For fine-grained control, retrieve a specific MCP tool as a callable Python object:
func_obj = await stateless_client.get_callable_function(
    func_name="maps_geo",
    wrap_tool_result=True,  # Wrap result into ToolResponse; False returns raw mcp.types.CallToolResult
)

print(func_obj.name)
print(func_obj.description)
print(func_obj.json_schema)

# Call it directly
result = await func_obj(address="Tiananmen Square", city="Beijing")
This lets you wrap MCP tools in your own functions, add post-processing, or compose them with other tools.

Agent Skills

Agent Skills is an approach proposed by Anthropic to improve agent capabilities on specific tasks. AgentScope provides built-in support through the Toolkit class.
APIDescription
register_agent_skillRegister skills from a directory
remove_agent_skillRemove a registered skill by name
get_agent_skill_promptGet the prompt for all registered skills

SKILL.md Format

Each skill lives in its own directory and must contain a SKILL.md file with YAML frontmatter:
---
name: sample_skill
description: A sample agent skill for demonstration.
---

# Sample Skill

Instructions for the agent on how to use this skill...

Registering Skills

from agentscope.tool import Toolkit

toolkit = Toolkit()
toolkit.register_agent_skill("path/to/sample_skill")

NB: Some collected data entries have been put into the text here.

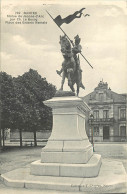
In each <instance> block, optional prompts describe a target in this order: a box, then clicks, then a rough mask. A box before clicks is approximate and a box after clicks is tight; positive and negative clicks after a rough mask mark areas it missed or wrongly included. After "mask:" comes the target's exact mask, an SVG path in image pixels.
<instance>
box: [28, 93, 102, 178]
mask: <svg viewBox="0 0 127 194" xmlns="http://www.w3.org/2000/svg"><path fill="white" fill-rule="evenodd" d="M44 104H45V105H47V106H49V107H51V108H52V111H53V129H52V134H51V136H50V138H49V140H48V143H47V145H46V146H45V148H43V149H42V153H41V161H37V162H33V163H32V164H31V174H33V175H42V176H67V177H95V176H97V175H98V173H99V169H100V166H101V156H100V155H97V154H96V155H93V147H92V145H91V143H90V142H89V140H88V137H87V135H86V131H85V116H86V113H87V112H88V111H90V108H89V107H88V105H87V104H86V103H85V102H83V100H82V99H81V98H79V97H76V96H64V97H54V98H52V99H50V100H47V101H45V102H44Z"/></svg>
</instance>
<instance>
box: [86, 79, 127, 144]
mask: <svg viewBox="0 0 127 194" xmlns="http://www.w3.org/2000/svg"><path fill="white" fill-rule="evenodd" d="M83 100H84V101H85V102H86V103H87V104H88V105H89V106H90V108H91V112H92V117H90V116H89V117H88V118H87V119H86V131H87V135H88V137H89V139H90V140H91V139H92V136H93V137H94V142H96V141H99V142H102V141H111V142H112V141H115V142H116V141H126V140H127V128H126V121H127V114H126V111H127V109H126V104H127V95H126V94H117V93H115V92H113V91H112V90H111V89H110V88H109V87H108V84H107V82H106V83H104V82H103V81H100V83H99V84H98V86H97V87H96V88H95V89H94V91H93V92H91V93H90V94H88V95H87V96H85V97H83Z"/></svg>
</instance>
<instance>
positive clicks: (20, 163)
mask: <svg viewBox="0 0 127 194" xmlns="http://www.w3.org/2000/svg"><path fill="white" fill-rule="evenodd" d="M122 146H123V150H124V151H126V150H127V149H126V148H127V147H126V144H122ZM116 147H117V148H120V149H118V153H117V151H116ZM111 148H112V150H113V149H114V150H115V151H114V152H115V154H114V155H111ZM41 149H42V147H36V148H34V147H23V148H19V147H9V148H7V149H5V150H4V151H3V152H1V153H0V174H3V173H6V172H8V171H11V170H13V169H17V168H20V167H22V166H26V165H29V164H30V163H31V162H33V161H35V160H39V159H40V155H41ZM95 153H99V154H101V155H102V159H111V160H116V161H121V162H122V163H123V165H124V168H125V170H126V172H127V159H126V154H125V155H124V154H123V153H124V152H123V151H121V144H120V146H119V144H117V146H116V144H114V145H112V146H107V145H105V146H104V144H103V145H99V144H98V145H97V146H96V145H95ZM103 153H104V154H103ZM1 191H2V192H1ZM8 192H9V194H29V193H30V194H33V193H36V194H43V193H44V194H50V193H52V194H60V193H65V192H56V191H40V190H38V191H35V190H26V189H20V188H19V189H16V188H15V189H14V188H9V187H6V186H5V185H4V184H3V182H2V181H0V193H1V194H2V193H4V194H8ZM69 194H71V193H70V192H69ZM75 194H76V193H75Z"/></svg>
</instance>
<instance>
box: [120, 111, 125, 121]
mask: <svg viewBox="0 0 127 194" xmlns="http://www.w3.org/2000/svg"><path fill="white" fill-rule="evenodd" d="M125 118H126V110H125V109H121V110H120V119H125Z"/></svg>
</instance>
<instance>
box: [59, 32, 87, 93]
mask: <svg viewBox="0 0 127 194" xmlns="http://www.w3.org/2000/svg"><path fill="white" fill-rule="evenodd" d="M74 39H75V44H74V43H73V41H71V43H72V45H73V48H72V53H73V58H74V60H75V62H76V69H77V72H78V74H79V77H81V80H80V87H82V88H83V89H85V87H84V85H83V84H82V70H81V67H80V60H79V56H77V54H78V53H81V49H82V47H81V45H80V41H81V39H80V38H79V35H77V36H75V37H74ZM63 71H64V63H63V65H62V68H61V70H60V71H58V70H57V71H56V72H57V74H58V75H61V73H62V72H63Z"/></svg>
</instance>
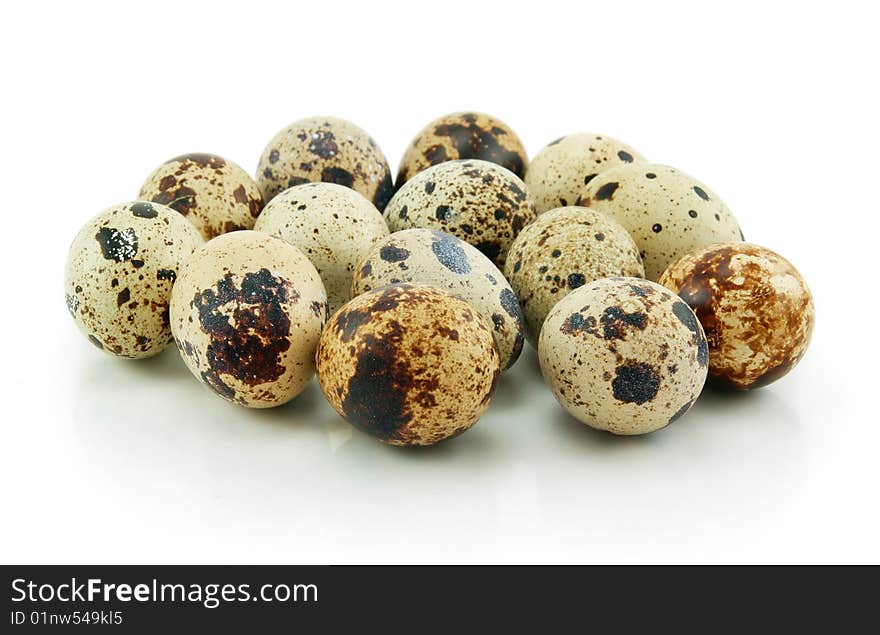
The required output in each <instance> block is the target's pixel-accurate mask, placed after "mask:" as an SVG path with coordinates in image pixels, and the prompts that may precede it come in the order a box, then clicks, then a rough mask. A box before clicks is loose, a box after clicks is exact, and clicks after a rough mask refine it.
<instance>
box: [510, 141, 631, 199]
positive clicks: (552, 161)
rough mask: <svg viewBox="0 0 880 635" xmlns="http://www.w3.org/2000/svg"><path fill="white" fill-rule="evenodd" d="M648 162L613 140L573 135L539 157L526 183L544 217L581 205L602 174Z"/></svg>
mask: <svg viewBox="0 0 880 635" xmlns="http://www.w3.org/2000/svg"><path fill="white" fill-rule="evenodd" d="M644 161H645V158H644V157H643V156H642V155H640V154H639V153H638V152H636V151H635V150H634V149H633V148H631V147H630V146H628V145H626V144H625V143H623V142H622V141H618V140H617V139H613V138H611V137H609V136H606V135H597V134H590V133H577V134H570V135H567V136H565V137H560V138H559V139H557V140H556V141H553V142H552V143H550V144H549V145H547V146H546V147H544V148H543V149H542V150H541V151H540V152H538V154H536V155H535V158H534V159H532V163H531V164H530V165H529V169H528V171H526V177H525V182H526V185H527V186H528V188H529V192H531V194H532V198H533V199H534V201H535V206H536V207H537V209H538V213H539V214H540V213H543V212H546V211H547V210H550V209H554V208H556V207H565V206H567V205H580V203H579V201H582V200H584V199H585V197H586V193H587V186H588V185H589V184H590V181H592V180H593V179H594V178H596V176H597V175H598V174H601V173H602V172H604V171H605V170H609V169H611V168H616V167H619V166H623V165H627V164H630V163H642V162H644Z"/></svg>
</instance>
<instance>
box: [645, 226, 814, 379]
mask: <svg viewBox="0 0 880 635" xmlns="http://www.w3.org/2000/svg"><path fill="white" fill-rule="evenodd" d="M660 284H662V285H664V286H665V287H667V288H669V289H671V290H672V291H674V292H676V293H677V294H678V295H679V296H680V297H681V298H682V300H684V301H685V302H687V304H688V305H689V306H690V307H691V308H692V309H693V310H694V312H695V313H696V314H697V317H698V318H699V320H700V323H701V324H702V325H703V328H704V329H705V331H706V337H707V339H708V341H709V380H710V381H711V382H712V383H714V384H716V385H720V386H725V387H730V388H736V389H740V390H747V389H750V388H760V387H761V386H766V385H767V384H770V383H772V382H774V381H776V380H777V379H779V378H780V377H782V376H784V375H785V374H787V373H788V372H789V371H790V370H791V369H792V368H794V367H795V365H796V364H797V363H798V362H799V361H800V359H801V358H802V357H803V355H804V353H805V352H806V350H807V345H808V344H809V342H810V336H811V334H812V332H813V323H814V322H815V309H814V306H813V298H812V295H811V294H810V290H809V289H808V288H807V284H806V282H804V279H803V277H801V274H800V273H799V272H798V270H797V269H795V268H794V266H793V265H792V264H791V263H790V262H788V260H786V259H785V258H783V257H782V256H780V255H779V254H777V253H775V252H773V251H770V250H769V249H765V248H764V247H759V246H757V245H752V244H749V243H738V242H734V243H723V244H716V245H710V246H708V247H704V248H702V249H698V250H695V251H692V252H690V253H688V254H685V255H684V256H682V257H681V258H679V259H678V260H677V261H675V262H674V263H672V264H671V265H670V266H669V268H668V269H667V270H666V272H665V273H664V274H663V276H662V277H661V278H660Z"/></svg>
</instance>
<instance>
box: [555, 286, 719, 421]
mask: <svg viewBox="0 0 880 635" xmlns="http://www.w3.org/2000/svg"><path fill="white" fill-rule="evenodd" d="M538 358H539V360H540V364H541V372H542V373H543V374H544V378H545V380H546V381H547V383H548V385H549V386H550V389H551V390H552V391H553V394H554V395H556V399H558V400H559V403H560V404H562V406H563V407H564V408H565V409H566V410H567V411H568V412H569V413H571V415H572V416H574V417H575V418H576V419H578V420H580V421H582V422H583V423H586V424H587V425H589V426H591V427H594V428H598V429H600V430H608V431H610V432H613V433H615V434H623V435H631V434H645V433H647V432H653V431H654V430H657V429H659V428H662V427H664V426H666V425H667V424H669V423H672V422H673V421H675V420H676V419H678V418H679V417H681V416H682V415H683V414H684V413H685V412H687V411H688V409H689V408H690V407H691V405H693V403H694V401H695V400H696V399H697V397H698V396H699V394H700V391H701V390H702V388H703V384H704V382H705V381H706V371H707V368H708V363H709V353H708V347H707V344H706V336H705V334H704V333H703V329H702V327H701V326H700V323H699V322H698V321H697V317H696V316H695V315H694V312H693V311H691V309H690V307H688V305H687V304H685V303H684V302H682V301H681V300H680V299H679V298H677V297H676V296H675V295H673V294H672V293H671V292H670V291H669V290H668V289H665V288H663V287H661V286H660V285H658V284H656V283H653V282H649V281H647V280H640V279H638V278H604V279H602V280H597V281H596V282H593V283H591V284H589V285H586V286H583V287H581V288H579V289H576V290H575V291H573V292H571V293H569V294H568V295H567V296H565V297H564V298H563V299H562V300H560V301H559V303H558V304H557V305H556V306H555V307H553V310H551V311H550V314H549V315H548V316H547V319H546V320H545V322H544V327H543V328H542V329H541V337H540V340H539V343H538Z"/></svg>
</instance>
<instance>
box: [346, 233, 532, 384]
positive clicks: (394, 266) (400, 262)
mask: <svg viewBox="0 0 880 635" xmlns="http://www.w3.org/2000/svg"><path fill="white" fill-rule="evenodd" d="M400 282H410V283H422V284H429V285H431V286H434V287H437V288H439V289H445V290H447V291H449V292H450V293H453V294H455V295H457V296H458V297H460V298H462V299H463V300H466V301H468V302H470V303H471V304H472V305H473V306H474V308H476V309H477V310H478V311H479V312H480V313H481V314H482V315H483V317H485V318H486V319H488V320H490V321H491V322H492V325H493V330H492V335H493V337H494V338H495V343H496V344H497V345H498V352H499V354H500V356H501V367H502V368H504V369H507V368H510V367H511V366H512V365H513V363H514V362H515V361H516V360H517V359H518V358H519V354H520V352H521V351H522V346H523V337H524V330H525V324H524V322H523V316H522V311H521V310H520V307H519V303H518V302H517V300H516V295H515V294H514V292H513V289H511V287H510V285H509V284H508V282H507V280H505V279H504V275H503V274H502V273H501V272H500V271H499V270H498V268H497V267H496V266H495V265H494V264H492V261H491V260H489V259H488V258H486V256H484V255H483V254H482V253H480V252H479V251H478V250H477V249H476V247H472V246H471V245H469V244H467V243H466V242H464V241H463V240H459V239H458V238H456V237H455V236H450V235H449V234H444V233H443V232H438V231H435V230H432V229H407V230H404V231H400V232H396V233H394V234H391V235H390V236H388V237H387V238H385V239H383V240H381V241H379V242H377V243H376V244H375V245H373V248H372V249H371V250H370V252H369V253H368V254H367V256H366V257H365V259H364V261H363V263H362V264H361V265H360V266H359V267H358V268H357V270H356V271H355V275H354V281H353V284H352V288H351V295H352V296H356V295H360V294H361V293H365V292H367V291H370V290H371V289H377V288H379V287H383V286H385V285H389V284H396V283H400Z"/></svg>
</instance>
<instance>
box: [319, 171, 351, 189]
mask: <svg viewBox="0 0 880 635" xmlns="http://www.w3.org/2000/svg"><path fill="white" fill-rule="evenodd" d="M321 180H322V181H324V182H325V183H336V184H337V185H344V186H345V187H351V186H352V184H354V175H353V174H352V173H351V172H349V171H348V170H344V169H342V168H340V167H337V166H330V167H326V168H324V169H323V170H321Z"/></svg>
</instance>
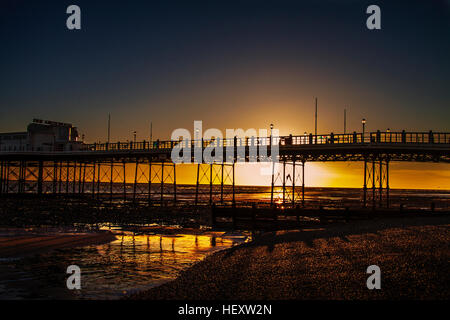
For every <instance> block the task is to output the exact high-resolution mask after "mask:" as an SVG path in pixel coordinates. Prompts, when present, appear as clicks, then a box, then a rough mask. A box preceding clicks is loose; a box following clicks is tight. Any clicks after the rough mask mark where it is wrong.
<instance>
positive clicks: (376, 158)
mask: <svg viewBox="0 0 450 320" xmlns="http://www.w3.org/2000/svg"><path fill="white" fill-rule="evenodd" d="M368 187H370V188H371V189H372V192H370V193H368V192H367V189H368ZM369 200H370V201H371V202H372V208H373V209H375V208H376V207H377V206H378V207H380V208H381V207H383V206H386V207H387V208H389V159H387V158H383V157H381V156H380V157H374V158H373V159H371V160H369V159H366V160H365V161H364V185H363V206H364V207H367V201H369Z"/></svg>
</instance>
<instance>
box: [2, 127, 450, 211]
mask: <svg viewBox="0 0 450 320" xmlns="http://www.w3.org/2000/svg"><path fill="white" fill-rule="evenodd" d="M180 144H182V145H183V147H185V149H184V151H183V152H190V154H189V158H190V160H191V161H192V162H193V163H194V165H196V166H197V170H196V176H195V200H194V201H195V205H210V206H211V205H213V204H215V203H216V204H224V203H229V204H231V205H236V190H235V163H236V162H239V161H241V162H252V161H253V162H272V168H273V169H272V177H271V202H270V204H271V205H274V204H275V199H274V195H275V194H281V195H282V197H281V204H282V205H283V206H292V207H294V206H299V205H301V206H304V205H305V163H307V162H333V161H341V162H342V161H359V162H363V163H364V170H363V172H362V173H361V174H362V179H361V180H362V181H363V183H362V189H363V196H362V199H361V204H362V206H363V207H366V206H367V205H368V204H369V203H371V204H372V206H374V207H375V206H379V207H383V206H385V207H389V188H390V187H389V164H390V163H391V162H393V161H396V162H397V161H398V162H444V163H449V162H450V133H446V132H433V131H429V132H406V131H401V132H389V131H388V132H381V131H376V132H369V133H365V134H363V133H357V132H353V133H349V134H334V133H330V134H325V135H313V134H304V135H296V136H293V135H289V136H279V137H275V136H274V137H245V138H239V137H235V138H232V139H219V138H217V139H214V140H203V139H201V140H184V141H181V142H180V141H174V140H167V141H159V140H157V141H139V142H126V143H124V142H116V143H93V144H83V146H82V148H81V149H80V150H76V151H59V150H53V151H39V150H27V151H2V152H0V166H1V170H0V196H6V195H11V194H34V195H37V196H39V195H52V194H53V195H63V196H77V197H79V196H80V195H85V196H88V197H93V198H100V197H109V198H110V199H113V198H123V200H124V201H134V202H136V201H138V200H139V201H141V200H142V198H146V200H147V203H148V204H150V205H162V204H164V203H165V204H167V203H172V204H174V205H176V204H177V203H178V202H179V199H177V194H178V192H177V187H179V185H178V184H177V178H176V171H177V170H176V168H177V166H178V165H179V164H177V163H174V162H173V161H172V160H171V154H172V151H173V150H174V148H179V147H180ZM273 145H276V146H277V147H278V152H277V155H274V156H272V154H271V147H272V146H273ZM206 148H210V149H214V150H220V151H222V153H221V154H225V153H226V152H225V151H226V149H228V150H230V148H231V150H232V151H233V158H232V159H231V161H229V160H230V159H229V158H228V159H226V158H225V157H223V158H222V160H221V161H217V159H216V160H215V161H214V162H211V163H207V162H205V161H204V160H202V162H198V163H196V162H195V161H196V158H195V154H194V153H195V150H199V149H200V151H201V152H203V151H204V150H205V149H206ZM262 148H264V150H267V153H266V154H265V155H261V154H260V152H259V151H260V150H261V149H262ZM255 150H256V152H254V151H255ZM130 165H131V166H134V167H133V170H134V172H133V174H134V183H133V184H132V185H131V186H130V184H129V183H127V182H126V177H127V172H126V170H127V169H128V170H129V166H130ZM275 168H276V169H275ZM193 180H194V177H193ZM193 186H194V185H193ZM205 187H206V188H208V187H209V188H208V189H209V190H208V191H206V192H205ZM130 188H131V192H130V190H129V189H130ZM205 193H206V195H205Z"/></svg>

print(toolkit.get_agent_skill_prompt())

Customizing the Prompt Template

You can customize how skills are presented to the model:
toolkit = Toolkit(
    agent_skill_instruction=(
        "<system-info>You're provided a collection of skills, "
        "each in a directory and described by a SKILL.md file.</system-info>\n"
    ),
    # Must contain {name}, {description}, and {dir} fields
    agent_skill_template="- {name}({dir}): {description}",
)

toolkit.register_agent_skill("path/to/sample_skill")
print(toolkit.get_agent_skill_prompt())

Integration with ReActAgent

ReActAgent automatically appends the agent skill prompt to the system prompt when a toolkit with registered skills is provided:
from agentscope.agent import ReActAgent
from agentscope.formatter import DashScopeChatFormatter
from agentscope.memory import InMemoryMemory
from agentscope.model import DashScopeChatModel
import os

agent = ReActAgent(
    name="Friday",
    sys_prompt="You are a helpful assistant named Friday.",
    model=DashScopeChatModel(
        model_name="qwen3-max",
        api_key=os.environ["DASHSCOPE_API_KEY"],
    ),
    memory=InMemoryMemory(),
    formatter=DashScopeChatFormatter(),
    toolkit=toolkit,
)
When using agent skills, the agent must be equipped with file reading or shell command tools so it can access the SKILL.md instructions at runtime.